José Antonio Méndez entrevista a Bernardo Alvarez, obispo de Tenerife
Nos recibe en Madrid el mismo día que su diócesis, Tenerife, era testigo de la llegada de nuevos cayucos cargados con casi 800 tragedias personales venidas del África subsahariana. Monseñor Bernárdo Álvarez habla sobre inmigración con absoluto conocimiento de causa. Visita parroquias con 62 nacionalidades distintas, colegios con 22… y dice con contundencia que «hay que tomar medidas de forma inmediata».
– ¿Cómo valora la actual situación que se vive en Canarias?
– Con mucho dolor, porque es la visualización del drama que se vive en África. Cuando nosotros, en los años 40 y 50, nos vimos apurados, salimos hacia América y Europa. Y eso es lo que está haciendo África. Hay quien ve esto como una amenaza. Yo lo veo con dolor y pesimismo porque no va a parar, va a ir a más. La situación de África sigue siendo explosiva. Por mucha vigilancia que se ponga sólo podemos detectalos y, gracias a Dios, salvamos vidas que podrían morir en un naufragio.
– Entonces, las medidas que se están tomando, ¿son estériles?
– Es posible que tengan algún efecto disuasorio, pero lo dudo. Con Marruecos y Mauritania llegamos a un convenio y se cortó un poco el flujo. Ahora salen de Senegal, de Cabo Verde… pero vendrán de más abajo y en barcos más grandes. O se hace un replanteamiento serio, un plan general para África desde los organismos pertinentes, o esto no se frenará. Es un movimiento humano de personas en busca de un medio de vida.
– Y ¿cual es la misión que tiene la Iglesia ante esta realidad?
– Primero, un trabajo directo a través de Cáritas y otras asociaciones que dispensan una acogida urgente a estas personas: les facilitamos asesoramiento jurídico, arreglo de papeles… También colaboramos con instituciones civiles y con las delegaciones de Gobierno. Y segundo, la labor de integración de las personas, que en el caso de la Iglesia es más eficaz que muchas políticas. Una tarea de educar a los ciudadanos en el respeto a la persona aunque sea de otra raza o religión. Los inmigrantes van a una parroquia y se sienten como en casa. Se habitúan a estar entre nosotros y nosotros a verlos con normalidad.
-Se calcula que en Europa seremos 50 millones de no europeos en el año 2025…
-Eso puede ser muy positivo, porque podemos reavivir valores que hemos perdido y que son los que nos hicieron un continente grande. El valor de la familia, el esfuerzo por los hijos…
– Entonces, ¿la Iglesia debe abrir los ojos a Europa ante lo que puede aprender de la inmigración?
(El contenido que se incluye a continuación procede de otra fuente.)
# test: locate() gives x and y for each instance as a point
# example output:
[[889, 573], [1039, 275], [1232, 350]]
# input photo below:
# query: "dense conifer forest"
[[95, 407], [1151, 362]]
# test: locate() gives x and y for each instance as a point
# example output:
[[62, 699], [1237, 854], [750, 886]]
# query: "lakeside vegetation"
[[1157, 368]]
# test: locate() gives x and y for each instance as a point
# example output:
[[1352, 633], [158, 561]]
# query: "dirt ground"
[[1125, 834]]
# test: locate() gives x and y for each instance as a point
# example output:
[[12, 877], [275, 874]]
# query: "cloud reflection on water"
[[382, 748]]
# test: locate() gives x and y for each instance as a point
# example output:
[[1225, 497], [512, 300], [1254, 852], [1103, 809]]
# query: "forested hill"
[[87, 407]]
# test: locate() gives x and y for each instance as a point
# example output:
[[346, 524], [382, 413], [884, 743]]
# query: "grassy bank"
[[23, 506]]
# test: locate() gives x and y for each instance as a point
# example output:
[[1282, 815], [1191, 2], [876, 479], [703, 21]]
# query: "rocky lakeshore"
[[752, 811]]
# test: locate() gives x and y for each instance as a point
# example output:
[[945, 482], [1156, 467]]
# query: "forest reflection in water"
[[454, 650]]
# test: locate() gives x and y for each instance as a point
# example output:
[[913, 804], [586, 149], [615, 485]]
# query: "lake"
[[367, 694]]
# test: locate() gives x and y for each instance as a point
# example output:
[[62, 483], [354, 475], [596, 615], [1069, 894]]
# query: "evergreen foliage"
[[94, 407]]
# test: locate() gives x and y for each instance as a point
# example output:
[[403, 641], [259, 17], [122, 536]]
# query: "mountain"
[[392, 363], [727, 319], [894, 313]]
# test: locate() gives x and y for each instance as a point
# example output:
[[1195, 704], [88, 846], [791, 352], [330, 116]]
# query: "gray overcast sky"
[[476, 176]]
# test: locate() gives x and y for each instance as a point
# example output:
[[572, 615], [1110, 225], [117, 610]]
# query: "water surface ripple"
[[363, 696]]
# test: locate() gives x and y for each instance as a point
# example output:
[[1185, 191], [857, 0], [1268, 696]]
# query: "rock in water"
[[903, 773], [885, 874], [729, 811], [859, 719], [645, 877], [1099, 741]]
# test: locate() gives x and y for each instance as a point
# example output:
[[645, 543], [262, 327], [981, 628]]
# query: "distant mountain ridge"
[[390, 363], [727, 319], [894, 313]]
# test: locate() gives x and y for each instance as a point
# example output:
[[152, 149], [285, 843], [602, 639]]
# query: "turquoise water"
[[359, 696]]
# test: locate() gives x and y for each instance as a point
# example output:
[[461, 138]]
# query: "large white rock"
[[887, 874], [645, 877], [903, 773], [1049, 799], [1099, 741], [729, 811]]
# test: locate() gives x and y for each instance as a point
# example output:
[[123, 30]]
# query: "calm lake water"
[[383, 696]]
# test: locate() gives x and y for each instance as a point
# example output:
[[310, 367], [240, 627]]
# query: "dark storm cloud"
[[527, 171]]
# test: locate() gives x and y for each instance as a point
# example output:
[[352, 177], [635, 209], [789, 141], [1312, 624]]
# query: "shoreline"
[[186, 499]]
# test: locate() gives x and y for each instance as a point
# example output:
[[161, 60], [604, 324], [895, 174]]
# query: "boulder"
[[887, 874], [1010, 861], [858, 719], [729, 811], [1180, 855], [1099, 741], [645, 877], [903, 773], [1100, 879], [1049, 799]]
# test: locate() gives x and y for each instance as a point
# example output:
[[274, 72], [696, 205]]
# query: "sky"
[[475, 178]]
– Eso lo he dicho muchas veces. Se puede discrepar sobre costumbres africanas o del islam, pero también poseen valores muy positivos a tener en cuenta. África y América viven realidades que pueden beneficiarnos mucho si las volvemos a adquirir.
-Eso sí, no todos los inmigrantes que llegan son católicos, y esto también supone un desafío, ¿no?
– Sí. Aunque el islam no es fácil que gane terreno en Europa. O se inculturiza, o no islamizará. Los cristianos nos sorprendemos al ver cómo otros viven sus creencias y eso provoca que nos impliquemos más. Hay que enseñar a los católicos a vivir la propia fe como hacen los inmigrantes. La Iglesia tiene un desafío: fortalecer la fe en los cristianos y garantizar su transmisión a las futuras generaciones. Ahí estamos teniendo una grave quiebra, influida por la sociedad que tenemos y porque nos falta el dinamismo suficiente para emprender esta tarea.
-¿Falta, entonces, proclamar claramente el mensaje de Cristo?
-Ahí es donde tenemos que trabajar más. Hay que estar a la altura de los tiempos para que demos pan a las personas que atendemos en las catequesis o en las misas. Pan que alimente y no una rutina sociológica.
– La Iglesia, por tanto, tiene una doble misión: la caritativa y la evangelizadora…
-Por supuesto. Pero la atención humanitaria es transitoria. Hay que acoger al inmigrante como un miembro más de la comunidad. Y nunca evangelizar a cambio de a caridad.